Als die Sowjetunion noch existierte, pflegten ihre Politiker die ausgewählten Vertreter der westlichen Eliten mit Sonderbehandlungen zu locken, um sie anschließend für eigene Zwecke instrumentalisieren zu können. Die Bundesrepublik, ihre Intellektuellen und Politiker wurden – häufig mit Erfolg – zum Ziel dieser Politik. Der russische Präsident Wladimir Putin kennt diese Methoden sehr gut und kann sie auch anwenden. Das letzte Beispiel: Gerhard Schröder.

Wir wissen nicht, was die Beweggründe des ehemaligen Bundeskanzlers waren, als er sich darauf einließ, der russischen Gaspipeline durch die Ostsee zuzustimmen. Möglicherweise hatte er das ökonomische Interesse Deutschlands im Auge, und zwar nach dem Motto: je mehr Energieabhängigkeit vom autoritären Russland, desto besser für mein Vaterland und die EU. Vielleicht wollte er nur seinem Freund Wladimir einen Gefallen tun. Schließlich ist nicht ganz auszuschließen, dass er bereits über seine Tätigkeit nach dem Ausscheiden aus dem Kanzleramt nachdachte – ein bisschen private Altersvorsorge in Zeiten von Hartz IV kann ja nicht schaden. Und vielleicht haben all diese Faktoren zusammen eine Rolle gespielt. Dass selbst diese letzte Erklärung eigentlich nicht dazu taugt, die Politik einer europäischen Großmacht zu erklären, verwundert ausgerechnet bei diesem Bundeskanzler kaum.

Nicht zum ersten Mal hat Schröder nun gezeigt, dass er sich mit einem Autokraten besser verstehen kann als mit Demokraten. Im Fall der Ostsee-Pipeline ließ er die demokratischen Regierungen der betroffenen Länder im Ungewissen, als er die Idee Putins, die Pipeline am Meeresboden zu legen, bereitwillig aufnahm. Selbst die Tatsache machte ihn nicht stutzig, dass dies wesentlich teurer sein wird als eine Gasleitung übers Land. Und dass der russische Präsident bei der Streckenwahl politische Ziele verfolgen mag, entzog sich dem Verständnis von Schröder offenbar total.

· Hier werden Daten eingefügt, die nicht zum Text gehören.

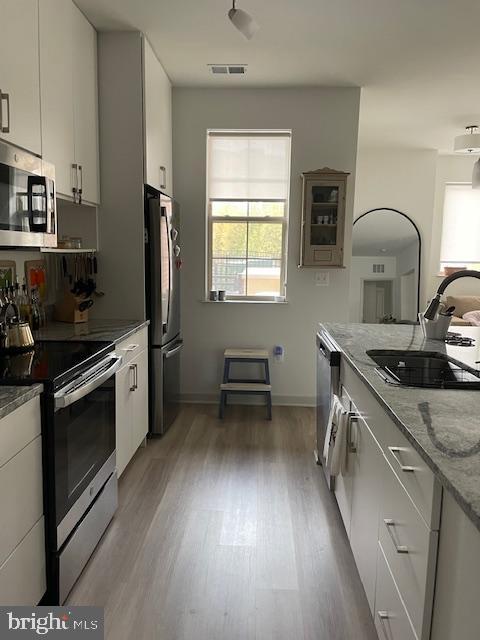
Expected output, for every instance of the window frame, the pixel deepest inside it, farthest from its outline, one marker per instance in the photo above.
(284, 220)
(447, 263)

Dabei tut der Kreml seit einigen Jahren alles, um insbesondere die baltischen Staaten, Polen und – seit knapp einem Jahr – die Ukraine für die Unterstützung der demokratischen Kräfte in Osteuropa und eine prowestliche Außenpolitik zu bestrafen. Die Grenzen zu Lettland und Estland werden von Russland immer noch nicht anerkannt, die Fleischimporte aus Polen wurden gestoppt, im von Putin wieder verstaatlichten Fernsehen wird gegen diese Länder fast täglich polemisiert. Durch eine Politik von kleinen Provokationen – wie die Entscheidung über die Pipeline – wird zudem versucht, sie zu einer kritischen Reaktion zu bewegen, um ihnen dann den Stempel der „ewigen Feinde Russlands“ aufzudrücken. Es waren aber Anfang der 90er Jahre, als die Hoffnung auf eine Demokratie in Russland noch berechtigt zu sein schien, ausgerechnet diese Staaten, die sehr gute bis exzellente Beziehungen zu Russland hatten.

Es stimmt schon, dass Deutschland das souveräne Recht hat, mit jedem Land wirtschaftliche Beziehungen zu unterhalten, ohne auf Interessen anderer Rücksicht zu nehmen. Aber auch der litauische Staatspräsident Valdas Adamkus hatte Recht, als er während seines Besuchs beim Bundeskanzler im Oktober dieses Jahres offen die mangelnde europäische Solidarität Schröders beklagte und auf ökologische Gefahren des Ostseeprojekts hinwies. Und auch die Polen haben gute Gründe, sich über solchen nationalen Alleingang eines deutschen Sozialdemokraten zu wundern. Es ist zudem kein Zufall, dass etwa zeitgleich mit dem Baubeginn der Pipeline Russland die Preise für sein Gas, das die Ukraine – ein neuer Anwärter auf die Demokratie und auf Westintegration – importiert, auf mehr als das Doppelte erhöht hatte.

Das alles braucht Gerhard Schröder zum Glück nicht mehr zu wissen, von den großen europäischen Zusammenhängen ganz zu schweigen. Gönnen wir ihm eine gute Zusammenarbeit mit Gasprom!

Der Autor ist Professor für vergleichende Politikwissenschaft an der Universität Regensburg.